Once you’re back at the car, you could travel on out Gap Road (there are some more campgrounds and trails, then eventually you’d run into Highway 72). Since the day was growing short, I needed to head towards my hotel for the night in Silverthorne, so I made my way towards Central City and I-70 — which meant backtracking down Mountain Base Road.

Bootleg Bottom

There are several places worth stopping along Mountain Base Road, especially if you’re looking for a place to picnic.  I had heard about an old bootlegger’s shack, not far from the road, near Bootleg Bottom, so I stopped for one more quick hike.

Just behind the rest area at Bootleg Bottom, you’ll find this well.
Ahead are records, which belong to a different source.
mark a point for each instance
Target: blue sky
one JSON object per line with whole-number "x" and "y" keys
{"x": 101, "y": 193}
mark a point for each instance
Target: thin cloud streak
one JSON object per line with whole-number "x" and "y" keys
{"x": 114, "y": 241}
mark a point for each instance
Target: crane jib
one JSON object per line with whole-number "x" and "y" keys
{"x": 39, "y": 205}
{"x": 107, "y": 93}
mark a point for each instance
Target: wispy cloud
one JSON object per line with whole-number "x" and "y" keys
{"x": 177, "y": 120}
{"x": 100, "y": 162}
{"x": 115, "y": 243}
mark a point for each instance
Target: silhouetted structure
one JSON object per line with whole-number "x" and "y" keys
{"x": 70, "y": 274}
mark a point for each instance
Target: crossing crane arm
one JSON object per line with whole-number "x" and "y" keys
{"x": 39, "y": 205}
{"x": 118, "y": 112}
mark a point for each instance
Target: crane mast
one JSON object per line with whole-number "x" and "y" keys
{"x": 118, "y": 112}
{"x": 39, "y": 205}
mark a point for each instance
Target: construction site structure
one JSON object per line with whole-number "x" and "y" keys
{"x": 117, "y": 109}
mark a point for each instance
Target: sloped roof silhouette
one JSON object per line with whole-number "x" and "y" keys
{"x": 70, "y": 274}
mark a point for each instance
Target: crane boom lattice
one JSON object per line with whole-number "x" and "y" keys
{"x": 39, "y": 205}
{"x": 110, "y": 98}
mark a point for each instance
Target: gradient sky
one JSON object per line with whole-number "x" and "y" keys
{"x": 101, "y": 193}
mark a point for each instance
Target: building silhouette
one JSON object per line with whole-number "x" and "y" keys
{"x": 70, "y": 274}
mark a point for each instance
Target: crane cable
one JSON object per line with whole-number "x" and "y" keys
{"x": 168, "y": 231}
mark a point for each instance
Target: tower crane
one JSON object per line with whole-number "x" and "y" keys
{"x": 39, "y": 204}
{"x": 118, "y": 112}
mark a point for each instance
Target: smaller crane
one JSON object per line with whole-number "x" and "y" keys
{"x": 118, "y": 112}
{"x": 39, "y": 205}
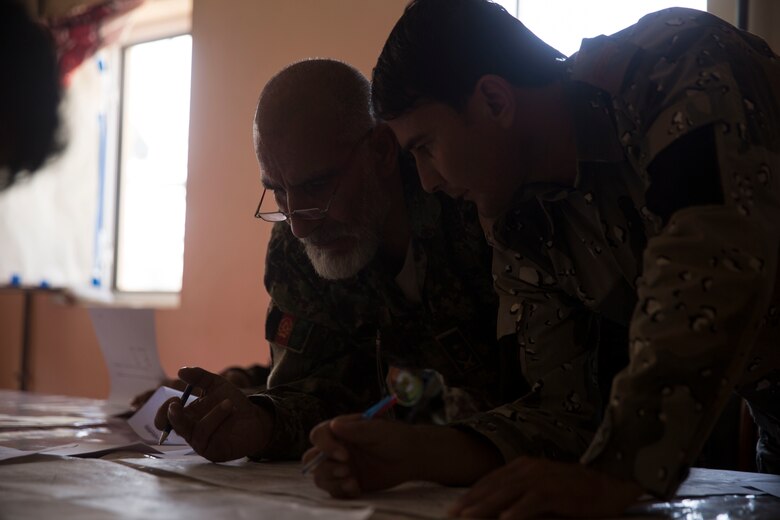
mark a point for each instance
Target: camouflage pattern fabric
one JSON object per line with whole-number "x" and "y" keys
{"x": 326, "y": 359}
{"x": 705, "y": 314}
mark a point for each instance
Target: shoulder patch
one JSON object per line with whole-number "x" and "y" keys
{"x": 287, "y": 330}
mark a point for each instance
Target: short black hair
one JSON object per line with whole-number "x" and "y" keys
{"x": 30, "y": 92}
{"x": 439, "y": 49}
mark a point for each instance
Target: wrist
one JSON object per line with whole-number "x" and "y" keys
{"x": 265, "y": 422}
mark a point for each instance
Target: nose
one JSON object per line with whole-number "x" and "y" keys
{"x": 430, "y": 179}
{"x": 302, "y": 228}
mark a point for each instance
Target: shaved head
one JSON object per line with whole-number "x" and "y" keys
{"x": 320, "y": 97}
{"x": 313, "y": 127}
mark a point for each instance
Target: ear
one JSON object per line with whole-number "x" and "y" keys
{"x": 384, "y": 148}
{"x": 494, "y": 98}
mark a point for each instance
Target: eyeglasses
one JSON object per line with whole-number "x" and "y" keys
{"x": 315, "y": 213}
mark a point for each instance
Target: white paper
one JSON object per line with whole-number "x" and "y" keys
{"x": 707, "y": 482}
{"x": 12, "y": 453}
{"x": 79, "y": 489}
{"x": 142, "y": 422}
{"x": 129, "y": 345}
{"x": 417, "y": 499}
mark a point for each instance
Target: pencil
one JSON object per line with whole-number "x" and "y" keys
{"x": 168, "y": 428}
{"x": 374, "y": 410}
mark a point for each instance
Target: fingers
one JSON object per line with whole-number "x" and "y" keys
{"x": 494, "y": 492}
{"x": 161, "y": 417}
{"x": 139, "y": 400}
{"x": 336, "y": 478}
{"x": 203, "y": 429}
{"x": 322, "y": 438}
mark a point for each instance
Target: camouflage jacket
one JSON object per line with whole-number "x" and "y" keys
{"x": 678, "y": 136}
{"x": 323, "y": 334}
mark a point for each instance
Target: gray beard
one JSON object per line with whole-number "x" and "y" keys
{"x": 345, "y": 265}
{"x": 365, "y": 230}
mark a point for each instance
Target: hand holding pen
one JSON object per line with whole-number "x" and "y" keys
{"x": 222, "y": 424}
{"x": 167, "y": 430}
{"x": 376, "y": 409}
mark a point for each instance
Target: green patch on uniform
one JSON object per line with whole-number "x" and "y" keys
{"x": 287, "y": 330}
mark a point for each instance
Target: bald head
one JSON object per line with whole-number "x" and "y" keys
{"x": 319, "y": 101}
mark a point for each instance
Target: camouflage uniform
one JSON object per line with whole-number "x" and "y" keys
{"x": 678, "y": 136}
{"x": 323, "y": 334}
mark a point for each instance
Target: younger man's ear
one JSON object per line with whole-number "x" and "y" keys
{"x": 494, "y": 98}
{"x": 385, "y": 149}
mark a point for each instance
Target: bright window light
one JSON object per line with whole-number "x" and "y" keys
{"x": 153, "y": 165}
{"x": 564, "y": 23}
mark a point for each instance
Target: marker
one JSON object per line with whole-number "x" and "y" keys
{"x": 385, "y": 404}
{"x": 168, "y": 428}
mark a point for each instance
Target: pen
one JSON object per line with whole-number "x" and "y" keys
{"x": 374, "y": 410}
{"x": 168, "y": 428}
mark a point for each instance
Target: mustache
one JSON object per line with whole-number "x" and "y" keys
{"x": 328, "y": 233}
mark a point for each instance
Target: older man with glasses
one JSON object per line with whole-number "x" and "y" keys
{"x": 358, "y": 251}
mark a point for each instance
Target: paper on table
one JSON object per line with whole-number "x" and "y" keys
{"x": 68, "y": 488}
{"x": 142, "y": 422}
{"x": 418, "y": 499}
{"x": 707, "y": 482}
{"x": 12, "y": 453}
{"x": 129, "y": 345}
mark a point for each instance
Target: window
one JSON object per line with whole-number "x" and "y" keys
{"x": 585, "y": 19}
{"x": 153, "y": 165}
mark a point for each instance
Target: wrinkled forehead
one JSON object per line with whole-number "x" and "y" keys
{"x": 300, "y": 153}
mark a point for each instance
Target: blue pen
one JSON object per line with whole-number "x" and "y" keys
{"x": 374, "y": 410}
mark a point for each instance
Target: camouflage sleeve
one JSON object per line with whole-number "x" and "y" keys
{"x": 319, "y": 369}
{"x": 708, "y": 278}
{"x": 709, "y": 275}
{"x": 306, "y": 388}
{"x": 557, "y": 343}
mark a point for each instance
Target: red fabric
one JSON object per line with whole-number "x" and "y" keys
{"x": 78, "y": 35}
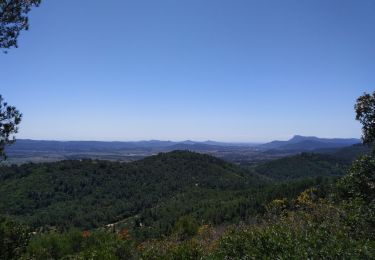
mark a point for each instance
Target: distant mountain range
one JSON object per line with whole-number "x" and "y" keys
{"x": 300, "y": 143}
{"x": 309, "y": 143}
{"x": 25, "y": 150}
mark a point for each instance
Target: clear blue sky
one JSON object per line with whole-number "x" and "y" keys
{"x": 228, "y": 70}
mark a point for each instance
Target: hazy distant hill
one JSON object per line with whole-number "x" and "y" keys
{"x": 309, "y": 143}
{"x": 156, "y": 190}
{"x": 93, "y": 193}
{"x": 24, "y": 145}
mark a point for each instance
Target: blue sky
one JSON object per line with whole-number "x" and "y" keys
{"x": 227, "y": 70}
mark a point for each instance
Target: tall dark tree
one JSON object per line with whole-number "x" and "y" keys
{"x": 13, "y": 19}
{"x": 365, "y": 110}
{"x": 10, "y": 118}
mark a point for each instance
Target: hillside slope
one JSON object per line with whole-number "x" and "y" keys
{"x": 93, "y": 193}
{"x": 305, "y": 165}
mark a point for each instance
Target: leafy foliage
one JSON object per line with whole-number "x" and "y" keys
{"x": 365, "y": 114}
{"x": 14, "y": 238}
{"x": 10, "y": 118}
{"x": 13, "y": 19}
{"x": 305, "y": 165}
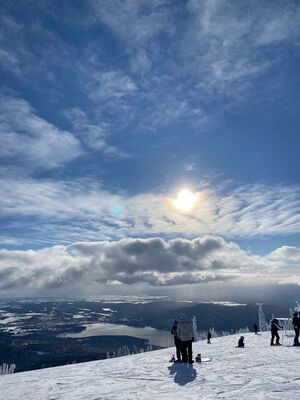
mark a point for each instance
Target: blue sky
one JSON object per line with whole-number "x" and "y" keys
{"x": 109, "y": 108}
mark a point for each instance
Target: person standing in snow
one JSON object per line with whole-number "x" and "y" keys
{"x": 208, "y": 337}
{"x": 177, "y": 341}
{"x": 185, "y": 333}
{"x": 296, "y": 323}
{"x": 255, "y": 328}
{"x": 274, "y": 331}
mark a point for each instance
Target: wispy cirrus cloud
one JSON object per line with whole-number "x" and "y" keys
{"x": 26, "y": 138}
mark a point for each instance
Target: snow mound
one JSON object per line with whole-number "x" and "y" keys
{"x": 258, "y": 371}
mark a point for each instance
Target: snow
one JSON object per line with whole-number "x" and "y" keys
{"x": 258, "y": 371}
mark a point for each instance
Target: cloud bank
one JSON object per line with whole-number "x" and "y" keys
{"x": 151, "y": 262}
{"x": 68, "y": 211}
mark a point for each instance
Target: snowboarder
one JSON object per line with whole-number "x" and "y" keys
{"x": 255, "y": 328}
{"x": 185, "y": 333}
{"x": 208, "y": 337}
{"x": 241, "y": 342}
{"x": 274, "y": 331}
{"x": 296, "y": 323}
{"x": 177, "y": 341}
Pump it a few times, and clean, delicious water will start flowing out of the fountain.  Once you’re refreshed, search for the trail that’s nearby.  You may need to go to the right, towards the picnic tables, then over the hill and down, but you’ll eventually locate it.

It’s less than a 10 minute walk out to this old cabin.  I was somewhat disappointed to discover that, in the effort to preserve it, the park had made it very un-photogenic.  The modern plywood that had been slapped over the windows and doors, along with the numerous “no trespassing” signs, took away some of the fun of discovering a ghost-building in the woods.

You can easily peek inside, though, by looking over the top of the walls.

The trail continues beyond the old bootlegger’s cabin, but I was finished hiking for the day.  Once I made it back to the car, I drove on down Mountain Base Road…

… which is certainly one of Golden Gate Canyon State Park’s most enjoyable features.   You’ll get a good look at it in the Drivelapse video, down the page a bit.  This narrow road twists and turns downhill from Panorama Point, to Highway 46.  Just before you get there…

… be sure to check out the viewpoint over Kriley Pond.